For these, the tradeoff flips. The battle-scarred Postgres playbook is less useful than it sounds, because the specific failures you’d be hitting (“the single writer region became unreachable, what do we do”) are failures Postgres doesn’t have a good answer to either. Multi-region multi-master Postgres isn’t a solved problem. It’s barely a problem anyone has solved at all, outside of some very expensive enterprise setups with a lot of asterisks. There’s a reason Cloudflare built D1 as single-primary.

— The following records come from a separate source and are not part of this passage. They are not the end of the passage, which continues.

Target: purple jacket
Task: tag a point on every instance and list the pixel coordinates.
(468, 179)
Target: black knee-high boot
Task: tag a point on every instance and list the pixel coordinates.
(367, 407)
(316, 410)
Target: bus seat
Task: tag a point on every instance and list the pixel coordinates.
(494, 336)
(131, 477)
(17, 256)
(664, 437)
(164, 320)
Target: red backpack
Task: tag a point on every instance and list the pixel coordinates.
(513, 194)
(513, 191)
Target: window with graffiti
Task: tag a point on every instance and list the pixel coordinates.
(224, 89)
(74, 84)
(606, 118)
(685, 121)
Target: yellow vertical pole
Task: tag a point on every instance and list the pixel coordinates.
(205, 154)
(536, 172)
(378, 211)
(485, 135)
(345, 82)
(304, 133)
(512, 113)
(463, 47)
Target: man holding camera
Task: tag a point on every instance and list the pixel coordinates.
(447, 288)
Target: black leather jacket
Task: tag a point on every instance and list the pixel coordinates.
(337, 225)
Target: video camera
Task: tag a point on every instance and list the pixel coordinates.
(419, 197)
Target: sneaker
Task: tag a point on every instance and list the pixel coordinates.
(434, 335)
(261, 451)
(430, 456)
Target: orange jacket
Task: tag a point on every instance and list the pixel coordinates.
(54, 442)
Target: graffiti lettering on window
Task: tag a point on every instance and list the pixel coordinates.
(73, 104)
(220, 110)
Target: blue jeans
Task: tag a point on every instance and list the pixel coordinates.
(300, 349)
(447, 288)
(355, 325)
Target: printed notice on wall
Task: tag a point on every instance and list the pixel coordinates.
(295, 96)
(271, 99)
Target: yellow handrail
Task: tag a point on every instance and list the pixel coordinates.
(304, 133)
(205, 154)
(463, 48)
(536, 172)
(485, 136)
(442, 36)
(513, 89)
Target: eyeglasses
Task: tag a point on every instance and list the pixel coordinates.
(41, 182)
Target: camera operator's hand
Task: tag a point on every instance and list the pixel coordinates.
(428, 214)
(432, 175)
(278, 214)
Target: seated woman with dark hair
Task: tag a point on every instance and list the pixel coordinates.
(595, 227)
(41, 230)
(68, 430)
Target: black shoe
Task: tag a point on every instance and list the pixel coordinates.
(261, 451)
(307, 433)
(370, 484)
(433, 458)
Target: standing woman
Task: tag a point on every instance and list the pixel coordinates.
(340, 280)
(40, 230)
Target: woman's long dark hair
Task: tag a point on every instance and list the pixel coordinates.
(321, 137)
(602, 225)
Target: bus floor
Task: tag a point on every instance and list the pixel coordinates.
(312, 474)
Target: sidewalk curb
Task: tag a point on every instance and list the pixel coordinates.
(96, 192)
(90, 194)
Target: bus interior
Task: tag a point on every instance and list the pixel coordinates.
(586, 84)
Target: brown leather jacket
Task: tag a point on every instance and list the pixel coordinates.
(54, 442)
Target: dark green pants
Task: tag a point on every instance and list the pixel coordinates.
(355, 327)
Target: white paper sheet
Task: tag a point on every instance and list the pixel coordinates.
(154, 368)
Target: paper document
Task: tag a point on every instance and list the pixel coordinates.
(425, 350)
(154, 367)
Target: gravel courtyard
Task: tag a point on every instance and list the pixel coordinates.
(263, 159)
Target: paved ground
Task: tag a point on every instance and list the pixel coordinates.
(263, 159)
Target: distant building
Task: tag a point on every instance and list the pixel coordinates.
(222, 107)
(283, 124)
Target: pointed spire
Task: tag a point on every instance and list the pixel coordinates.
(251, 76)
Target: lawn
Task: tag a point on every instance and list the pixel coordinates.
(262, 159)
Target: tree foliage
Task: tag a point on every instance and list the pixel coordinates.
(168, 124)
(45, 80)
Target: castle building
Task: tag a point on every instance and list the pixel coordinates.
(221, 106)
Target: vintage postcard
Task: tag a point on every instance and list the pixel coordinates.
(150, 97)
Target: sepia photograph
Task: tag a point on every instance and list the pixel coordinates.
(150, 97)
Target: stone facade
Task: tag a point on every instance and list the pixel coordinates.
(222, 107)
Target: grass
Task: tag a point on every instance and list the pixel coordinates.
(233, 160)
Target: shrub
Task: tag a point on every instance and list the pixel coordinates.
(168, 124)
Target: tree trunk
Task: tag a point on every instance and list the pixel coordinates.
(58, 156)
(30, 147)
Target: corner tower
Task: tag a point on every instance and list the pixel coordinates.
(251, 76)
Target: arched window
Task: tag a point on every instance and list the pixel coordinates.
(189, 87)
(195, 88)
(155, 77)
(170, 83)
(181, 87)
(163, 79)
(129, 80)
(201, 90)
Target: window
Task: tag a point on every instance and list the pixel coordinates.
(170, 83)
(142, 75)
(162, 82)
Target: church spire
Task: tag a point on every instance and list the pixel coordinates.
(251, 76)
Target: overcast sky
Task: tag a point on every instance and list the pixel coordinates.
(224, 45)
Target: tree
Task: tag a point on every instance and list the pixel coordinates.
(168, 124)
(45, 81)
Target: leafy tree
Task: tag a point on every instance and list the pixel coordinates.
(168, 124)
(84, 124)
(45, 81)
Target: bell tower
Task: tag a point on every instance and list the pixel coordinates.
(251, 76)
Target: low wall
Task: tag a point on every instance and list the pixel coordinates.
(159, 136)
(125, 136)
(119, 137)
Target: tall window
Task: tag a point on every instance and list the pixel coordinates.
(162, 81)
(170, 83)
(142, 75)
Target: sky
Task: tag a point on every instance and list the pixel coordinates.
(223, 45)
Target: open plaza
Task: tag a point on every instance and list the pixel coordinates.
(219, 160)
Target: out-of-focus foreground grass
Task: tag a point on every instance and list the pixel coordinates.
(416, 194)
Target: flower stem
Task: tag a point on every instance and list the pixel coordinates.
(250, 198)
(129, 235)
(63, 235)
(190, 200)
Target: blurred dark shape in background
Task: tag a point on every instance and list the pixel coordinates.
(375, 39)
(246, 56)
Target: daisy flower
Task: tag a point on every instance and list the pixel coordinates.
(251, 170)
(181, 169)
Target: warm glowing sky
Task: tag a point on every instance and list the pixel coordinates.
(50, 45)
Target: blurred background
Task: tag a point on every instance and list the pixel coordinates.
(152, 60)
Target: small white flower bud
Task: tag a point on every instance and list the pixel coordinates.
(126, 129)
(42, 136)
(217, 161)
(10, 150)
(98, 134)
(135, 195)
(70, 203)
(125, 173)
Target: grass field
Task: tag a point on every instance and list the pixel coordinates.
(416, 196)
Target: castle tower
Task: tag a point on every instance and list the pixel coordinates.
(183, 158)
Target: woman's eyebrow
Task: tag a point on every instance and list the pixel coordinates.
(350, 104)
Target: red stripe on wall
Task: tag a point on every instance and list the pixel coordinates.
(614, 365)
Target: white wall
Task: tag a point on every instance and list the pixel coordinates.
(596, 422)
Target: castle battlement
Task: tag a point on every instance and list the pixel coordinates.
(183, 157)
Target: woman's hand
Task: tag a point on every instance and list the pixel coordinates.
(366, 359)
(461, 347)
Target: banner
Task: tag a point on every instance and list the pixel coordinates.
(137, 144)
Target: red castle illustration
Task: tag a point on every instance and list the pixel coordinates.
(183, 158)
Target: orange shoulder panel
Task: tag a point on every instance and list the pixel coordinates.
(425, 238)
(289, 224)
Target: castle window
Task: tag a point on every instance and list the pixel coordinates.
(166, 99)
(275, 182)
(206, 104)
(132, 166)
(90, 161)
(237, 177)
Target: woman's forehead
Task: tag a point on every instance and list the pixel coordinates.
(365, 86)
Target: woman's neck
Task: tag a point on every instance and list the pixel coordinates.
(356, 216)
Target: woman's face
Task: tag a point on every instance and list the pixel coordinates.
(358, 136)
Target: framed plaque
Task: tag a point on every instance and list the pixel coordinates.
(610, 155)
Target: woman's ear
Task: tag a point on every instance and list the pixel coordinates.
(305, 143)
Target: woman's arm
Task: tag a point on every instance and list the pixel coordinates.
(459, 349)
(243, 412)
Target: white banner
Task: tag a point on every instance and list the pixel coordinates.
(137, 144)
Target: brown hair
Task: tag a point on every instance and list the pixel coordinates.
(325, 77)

If this describes your workload (and be honest about whether it does), Swytch is a legitimate choice.


The short version

Postgres/MySQLSwytch
DeploymentStandalone server, primary + optional replicasStandalone binary, one or many nodes
NodesOne primary, N replicasOne or more, active-active
WritersOne primary at a timeEvery node, concurrently
Network needed?Yes, between server and clientsYes, between nodes and clients
Wire protocolPostgreSQL / MySQL wire (native)PostgreSQL wire (SQL mode) or Redis RESP (Redis mode), per binary
SQL dialectPostgres / MySQL (rich, mature)SQLite
ReplicationStreaming / logical, asynchronous by defaultSynchronous to interested nodes
Partition handlingPrimary wins, replicas halt or go staleFirst-class, holographic divergence
DurabilityDisk, WAL, replicationIn-memory across subscribed nodes by default; disk via Swytch Cloud
Write latency~milliseconds (local disk + fsync)~1 RTT to furthest subscriber
Read latency~microseconds (local) to ~ms (replica)~microseconds (local node)
Operational surfaceMature, well-understood, extensiveOne binary, one config
LicensePostgreSQL License / GPL (MySQL)AGPL (open source) + commercial

The one-paragraph summary

Postgres and MySQL are the right default for SQL-as-system-of-record workloads, and Swytch exists to solve problems that aren’t most applications’ problem. The battle-scarred playbooks these databases come with are worth more than most architectural diagrams will ever admit, and if you can serve your workload from a single Postgres or MySQL (with or without read replicas), that’s almost certainly the right call. Swytch earns its slot when you need leaderless, consensus-free, serializable replication — and the local reads, active-active writes, and graceful partition handling that fall out of that architecture. Even then, the reasonable pattern is to run Swytch alongside your existing Postgres or MySQL, not as a replacement. Your system of record stays boring and battle-tested. Swytch handles the specific problems it was built for.